1. Simple "hello world" application

/*The Parallel Hello World Program*/
#include <stdio.h>
#include <mpi.h>

main(int argc, char **argv)
{
   int node;
   
   MPI_Init(&argc,&argv);
   MPI_Comm_rank(MPI_COMM_WORLD, &node);
     
   printf("Hello World from Node %d\n",node);
            
   MPI_Finalize();
}

Output: something like

Hello World from Node 2
Hello World from Node 0
Hello World from Node 4
Hello World from Node 9
Hello World from Node 3
Hello World from Node 8
Hello World from Node 7
Hello World from Node 1
Hello World from Node 6
Hello World from Node 5

2. Using timing routines

#include <stdio.h>
#include <mpi.h>

/*NOTE: The MPI_Wtime calls can be placed anywhere between the MPI_Init
and MPI_Finalize calls.*/

main(int argc, char **argv)
{
   int node;
   double mytime;   /*declare a variable to hold the time returned*/

   MPI_Init(&argc,&argv);
   mytime = MPI_Wtime();  /*get the time just before work to be timed*/
   MPI_Comm_rank(MPI_COMM_WORLD, &node);

   printf("Hello World from Node %d\n",node);

   mytime = MPI_Wtime() - mytime; /*get the time just after work is done
                                    and take the difference */
   printf("Timing from node %d is %lf seconds.\n",node,mytime);
   MPI_Finalize();

 }

3. Example showing use of broadcast and reduce

**************************************************************
MPI_Bcast

This routine broadcasts data from the process with rank "root" to all other processes of the group.

	int MPI_Bcast(void* buffer, int count, MPI_Datatype datatype, int root,
               MPI_Comm comm)

	Input/Output:
	   buffer - starting address of buffer (choice)
	   count - number of entries in buffer (integer)
	   datatype - data type of buffer (handle)
	   root - rank of broadcast root (integer)
  	   comm - communicator (handle)

MPI_Reduce

This routine combines values on all processes into a single value using the operation defined by the parameter op.

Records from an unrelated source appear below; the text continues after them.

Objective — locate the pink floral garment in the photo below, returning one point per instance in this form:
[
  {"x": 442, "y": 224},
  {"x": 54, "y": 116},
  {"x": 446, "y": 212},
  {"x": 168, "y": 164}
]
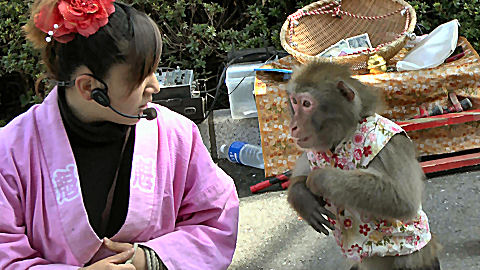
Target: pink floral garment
[{"x": 358, "y": 234}]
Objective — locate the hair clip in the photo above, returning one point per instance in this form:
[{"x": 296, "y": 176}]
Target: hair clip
[{"x": 51, "y": 32}]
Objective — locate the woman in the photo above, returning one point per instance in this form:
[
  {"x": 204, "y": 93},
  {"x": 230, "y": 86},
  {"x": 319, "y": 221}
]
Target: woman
[{"x": 85, "y": 181}]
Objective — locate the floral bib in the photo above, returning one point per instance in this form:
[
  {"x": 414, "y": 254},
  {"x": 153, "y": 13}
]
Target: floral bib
[{"x": 358, "y": 234}]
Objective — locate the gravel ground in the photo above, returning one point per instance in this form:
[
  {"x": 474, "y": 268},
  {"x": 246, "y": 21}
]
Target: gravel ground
[{"x": 272, "y": 237}]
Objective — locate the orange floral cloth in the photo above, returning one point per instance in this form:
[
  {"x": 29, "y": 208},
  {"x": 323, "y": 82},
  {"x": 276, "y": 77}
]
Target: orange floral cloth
[{"x": 403, "y": 93}]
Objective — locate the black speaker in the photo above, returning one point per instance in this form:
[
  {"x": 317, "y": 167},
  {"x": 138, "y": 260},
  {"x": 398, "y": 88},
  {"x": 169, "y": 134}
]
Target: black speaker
[{"x": 100, "y": 96}]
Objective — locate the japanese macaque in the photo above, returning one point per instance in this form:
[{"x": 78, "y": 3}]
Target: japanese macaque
[{"x": 359, "y": 175}]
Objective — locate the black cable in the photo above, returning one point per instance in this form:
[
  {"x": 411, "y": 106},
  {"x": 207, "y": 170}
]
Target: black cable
[{"x": 222, "y": 78}]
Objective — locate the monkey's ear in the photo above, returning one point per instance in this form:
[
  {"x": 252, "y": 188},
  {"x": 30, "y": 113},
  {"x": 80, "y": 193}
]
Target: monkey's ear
[{"x": 346, "y": 91}]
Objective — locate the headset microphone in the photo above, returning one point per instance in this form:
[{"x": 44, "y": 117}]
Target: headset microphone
[
  {"x": 149, "y": 113},
  {"x": 101, "y": 97}
]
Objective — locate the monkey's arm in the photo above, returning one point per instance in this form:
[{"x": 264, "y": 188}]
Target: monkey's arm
[
  {"x": 391, "y": 186},
  {"x": 307, "y": 205}
]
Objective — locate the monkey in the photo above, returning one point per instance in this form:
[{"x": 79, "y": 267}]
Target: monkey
[{"x": 358, "y": 175}]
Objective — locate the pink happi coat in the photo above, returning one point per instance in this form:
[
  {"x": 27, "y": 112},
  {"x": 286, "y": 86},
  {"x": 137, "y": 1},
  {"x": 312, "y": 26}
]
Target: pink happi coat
[{"x": 181, "y": 204}]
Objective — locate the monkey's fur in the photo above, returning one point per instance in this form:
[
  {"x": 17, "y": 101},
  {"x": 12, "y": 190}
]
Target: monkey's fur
[{"x": 390, "y": 187}]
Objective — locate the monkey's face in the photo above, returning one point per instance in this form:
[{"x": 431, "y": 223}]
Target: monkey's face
[
  {"x": 303, "y": 128},
  {"x": 322, "y": 115}
]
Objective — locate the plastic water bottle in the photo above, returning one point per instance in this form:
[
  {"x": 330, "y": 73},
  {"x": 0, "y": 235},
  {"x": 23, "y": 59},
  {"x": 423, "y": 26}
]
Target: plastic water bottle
[{"x": 244, "y": 153}]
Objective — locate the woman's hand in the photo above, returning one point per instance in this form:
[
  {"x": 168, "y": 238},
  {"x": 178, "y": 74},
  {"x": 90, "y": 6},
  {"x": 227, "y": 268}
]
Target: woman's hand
[
  {"x": 114, "y": 262},
  {"x": 139, "y": 260}
]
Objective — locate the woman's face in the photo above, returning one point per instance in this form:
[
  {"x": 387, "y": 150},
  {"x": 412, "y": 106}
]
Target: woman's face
[{"x": 127, "y": 100}]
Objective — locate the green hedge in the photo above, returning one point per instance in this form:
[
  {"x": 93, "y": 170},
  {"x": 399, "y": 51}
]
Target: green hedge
[{"x": 199, "y": 33}]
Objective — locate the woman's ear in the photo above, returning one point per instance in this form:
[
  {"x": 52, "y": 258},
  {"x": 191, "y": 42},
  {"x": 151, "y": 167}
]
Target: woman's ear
[{"x": 84, "y": 84}]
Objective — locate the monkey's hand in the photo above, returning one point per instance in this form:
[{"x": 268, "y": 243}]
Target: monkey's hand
[{"x": 310, "y": 207}]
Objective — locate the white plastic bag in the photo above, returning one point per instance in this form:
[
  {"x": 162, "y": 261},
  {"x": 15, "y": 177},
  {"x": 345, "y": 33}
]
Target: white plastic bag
[{"x": 433, "y": 50}]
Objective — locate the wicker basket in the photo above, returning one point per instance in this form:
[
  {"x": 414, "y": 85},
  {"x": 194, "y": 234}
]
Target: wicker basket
[{"x": 314, "y": 28}]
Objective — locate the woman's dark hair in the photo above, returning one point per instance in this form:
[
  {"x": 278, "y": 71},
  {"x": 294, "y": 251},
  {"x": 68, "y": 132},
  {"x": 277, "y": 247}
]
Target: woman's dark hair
[{"x": 130, "y": 37}]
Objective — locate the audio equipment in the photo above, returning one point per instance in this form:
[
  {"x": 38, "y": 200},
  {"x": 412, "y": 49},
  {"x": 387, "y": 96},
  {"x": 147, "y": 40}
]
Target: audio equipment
[{"x": 178, "y": 93}]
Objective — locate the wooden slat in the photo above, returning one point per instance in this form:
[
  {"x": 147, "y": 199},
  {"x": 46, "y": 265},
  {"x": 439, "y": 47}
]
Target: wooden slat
[{"x": 450, "y": 163}]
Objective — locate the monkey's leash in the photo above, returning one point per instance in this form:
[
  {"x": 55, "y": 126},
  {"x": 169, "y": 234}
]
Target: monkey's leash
[{"x": 270, "y": 181}]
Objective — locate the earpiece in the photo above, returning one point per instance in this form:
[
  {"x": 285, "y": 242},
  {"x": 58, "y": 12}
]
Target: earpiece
[{"x": 100, "y": 96}]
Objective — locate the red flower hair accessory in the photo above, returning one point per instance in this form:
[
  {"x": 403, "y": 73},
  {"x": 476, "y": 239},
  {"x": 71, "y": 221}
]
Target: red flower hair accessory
[{"x": 69, "y": 17}]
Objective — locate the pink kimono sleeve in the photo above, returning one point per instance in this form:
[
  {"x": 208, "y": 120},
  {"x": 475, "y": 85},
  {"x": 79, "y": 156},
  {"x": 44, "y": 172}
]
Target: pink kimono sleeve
[
  {"x": 15, "y": 250},
  {"x": 206, "y": 228}
]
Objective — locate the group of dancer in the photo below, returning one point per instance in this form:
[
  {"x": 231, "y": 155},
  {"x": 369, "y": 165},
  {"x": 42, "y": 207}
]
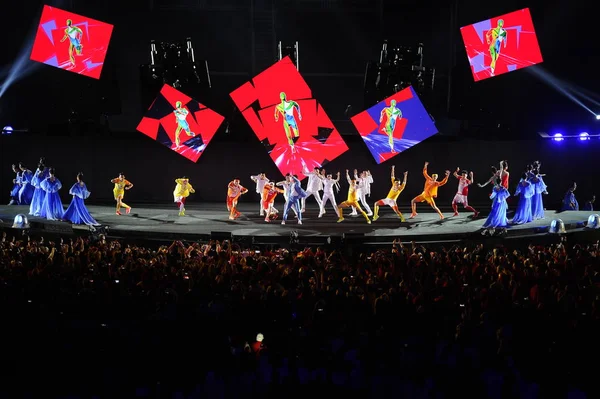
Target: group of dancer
[{"x": 40, "y": 190}]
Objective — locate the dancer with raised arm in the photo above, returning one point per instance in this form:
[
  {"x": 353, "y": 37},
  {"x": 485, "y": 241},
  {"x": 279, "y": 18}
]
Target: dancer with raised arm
[
  {"x": 392, "y": 197},
  {"x": 269, "y": 194},
  {"x": 121, "y": 184},
  {"x": 525, "y": 190},
  {"x": 52, "y": 208},
  {"x": 365, "y": 179},
  {"x": 38, "y": 193},
  {"x": 183, "y": 189},
  {"x": 77, "y": 212},
  {"x": 234, "y": 191},
  {"x": 260, "y": 180},
  {"x": 14, "y": 193},
  {"x": 328, "y": 194},
  {"x": 352, "y": 200},
  {"x": 27, "y": 189},
  {"x": 429, "y": 193},
  {"x": 313, "y": 187},
  {"x": 465, "y": 179},
  {"x": 497, "y": 217},
  {"x": 295, "y": 195}
]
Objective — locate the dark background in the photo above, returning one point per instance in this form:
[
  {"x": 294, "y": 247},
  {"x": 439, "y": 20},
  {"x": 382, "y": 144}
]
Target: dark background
[{"x": 480, "y": 123}]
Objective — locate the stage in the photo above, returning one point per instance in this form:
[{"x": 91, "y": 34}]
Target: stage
[{"x": 202, "y": 221}]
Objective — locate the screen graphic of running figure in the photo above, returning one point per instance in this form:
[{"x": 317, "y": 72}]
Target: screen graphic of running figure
[
  {"x": 391, "y": 115},
  {"x": 291, "y": 125},
  {"x": 180, "y": 123},
  {"x": 286, "y": 110},
  {"x": 71, "y": 42},
  {"x": 74, "y": 34},
  {"x": 502, "y": 44},
  {"x": 394, "y": 125}
]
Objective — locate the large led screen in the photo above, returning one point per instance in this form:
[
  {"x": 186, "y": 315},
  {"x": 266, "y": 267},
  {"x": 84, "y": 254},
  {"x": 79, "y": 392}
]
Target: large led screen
[
  {"x": 394, "y": 125},
  {"x": 293, "y": 127},
  {"x": 501, "y": 44},
  {"x": 180, "y": 123},
  {"x": 71, "y": 42}
]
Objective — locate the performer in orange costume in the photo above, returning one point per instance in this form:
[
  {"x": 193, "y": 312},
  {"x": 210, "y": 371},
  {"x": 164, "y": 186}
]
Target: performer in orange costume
[
  {"x": 268, "y": 199},
  {"x": 234, "y": 191},
  {"x": 429, "y": 193}
]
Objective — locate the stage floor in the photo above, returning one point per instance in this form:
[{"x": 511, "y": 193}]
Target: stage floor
[{"x": 201, "y": 220}]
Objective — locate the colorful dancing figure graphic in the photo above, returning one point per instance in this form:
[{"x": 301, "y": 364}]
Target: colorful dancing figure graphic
[
  {"x": 286, "y": 110},
  {"x": 182, "y": 124},
  {"x": 392, "y": 115},
  {"x": 495, "y": 37},
  {"x": 74, "y": 34}
]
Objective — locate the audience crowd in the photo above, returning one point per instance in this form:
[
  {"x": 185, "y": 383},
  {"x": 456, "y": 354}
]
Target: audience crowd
[{"x": 88, "y": 317}]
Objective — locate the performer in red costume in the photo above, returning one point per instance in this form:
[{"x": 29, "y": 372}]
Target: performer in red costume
[
  {"x": 462, "y": 193},
  {"x": 268, "y": 200},
  {"x": 234, "y": 191}
]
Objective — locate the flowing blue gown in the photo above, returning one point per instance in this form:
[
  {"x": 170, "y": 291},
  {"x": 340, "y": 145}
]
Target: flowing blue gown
[
  {"x": 77, "y": 213},
  {"x": 525, "y": 191},
  {"x": 52, "y": 206},
  {"x": 26, "y": 190},
  {"x": 497, "y": 217},
  {"x": 14, "y": 193},
  {"x": 570, "y": 199},
  {"x": 38, "y": 193},
  {"x": 537, "y": 201}
]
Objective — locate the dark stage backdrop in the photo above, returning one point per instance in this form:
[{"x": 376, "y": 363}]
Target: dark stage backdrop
[{"x": 152, "y": 168}]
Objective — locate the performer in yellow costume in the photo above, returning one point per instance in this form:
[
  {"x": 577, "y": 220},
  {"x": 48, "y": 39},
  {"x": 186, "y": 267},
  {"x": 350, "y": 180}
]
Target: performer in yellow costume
[
  {"x": 121, "y": 184},
  {"x": 234, "y": 191},
  {"x": 390, "y": 200},
  {"x": 429, "y": 193},
  {"x": 183, "y": 189},
  {"x": 352, "y": 200}
]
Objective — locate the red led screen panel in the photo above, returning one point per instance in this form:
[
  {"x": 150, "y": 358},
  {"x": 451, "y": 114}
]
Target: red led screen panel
[
  {"x": 71, "y": 42},
  {"x": 293, "y": 127},
  {"x": 180, "y": 123},
  {"x": 501, "y": 44}
]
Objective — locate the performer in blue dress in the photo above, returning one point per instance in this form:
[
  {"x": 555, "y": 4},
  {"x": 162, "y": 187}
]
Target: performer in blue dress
[
  {"x": 525, "y": 190},
  {"x": 537, "y": 201},
  {"x": 52, "y": 208},
  {"x": 77, "y": 212},
  {"x": 497, "y": 217},
  {"x": 570, "y": 202},
  {"x": 38, "y": 194},
  {"x": 14, "y": 193},
  {"x": 26, "y": 191}
]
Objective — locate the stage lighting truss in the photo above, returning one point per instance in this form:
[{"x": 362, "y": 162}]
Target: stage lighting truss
[
  {"x": 583, "y": 136},
  {"x": 397, "y": 68},
  {"x": 289, "y": 51}
]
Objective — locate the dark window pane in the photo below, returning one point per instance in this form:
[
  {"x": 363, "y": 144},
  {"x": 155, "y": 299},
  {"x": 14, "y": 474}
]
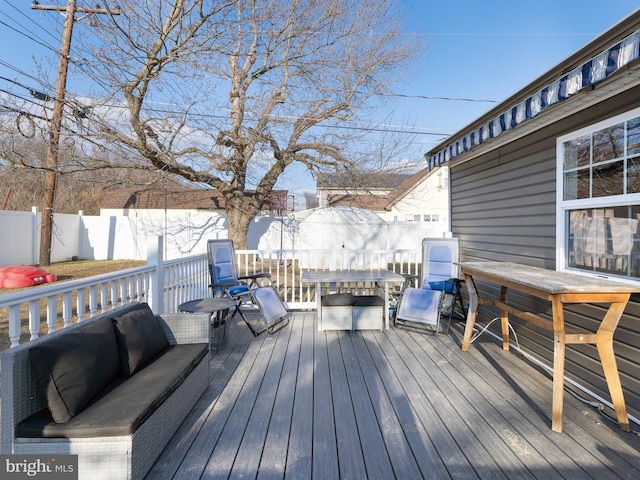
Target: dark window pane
[
  {"x": 604, "y": 240},
  {"x": 633, "y": 136},
  {"x": 633, "y": 175},
  {"x": 608, "y": 180},
  {"x": 576, "y": 184},
  {"x": 576, "y": 152},
  {"x": 608, "y": 144}
]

	int MPI_Reduce(void* sendbuf, void* recvbuf, int count, MPI_Datatype
                datatype, MPI_Op op, int root, MPI_Comm comm)

	Input:
	   sendbuf - address of send buffer (choice)
	   count - number of elements in send buffer (integer)
	   datatype - data type of elements of send buffer (handle)
	   op - reduce operation (handle) (user can create using MPI_Op_create
          or use predefined operations MPI_MAX, MPI_MIN, MPI_PROD, MPI_SUM,
          MPI_LAND, MPI_LOR, MPI_LXOR, MPI_BAND, MPI_BOR, MPI_BXOR,
          MPI_MAXLOC, MPI_MINLOC in place of MPI_Op op.
	   root - rank of root process (integer)
	   comm - communicator (handle)

	Output:
	   recvbuf - address of receive buffer (choice, significant only at root )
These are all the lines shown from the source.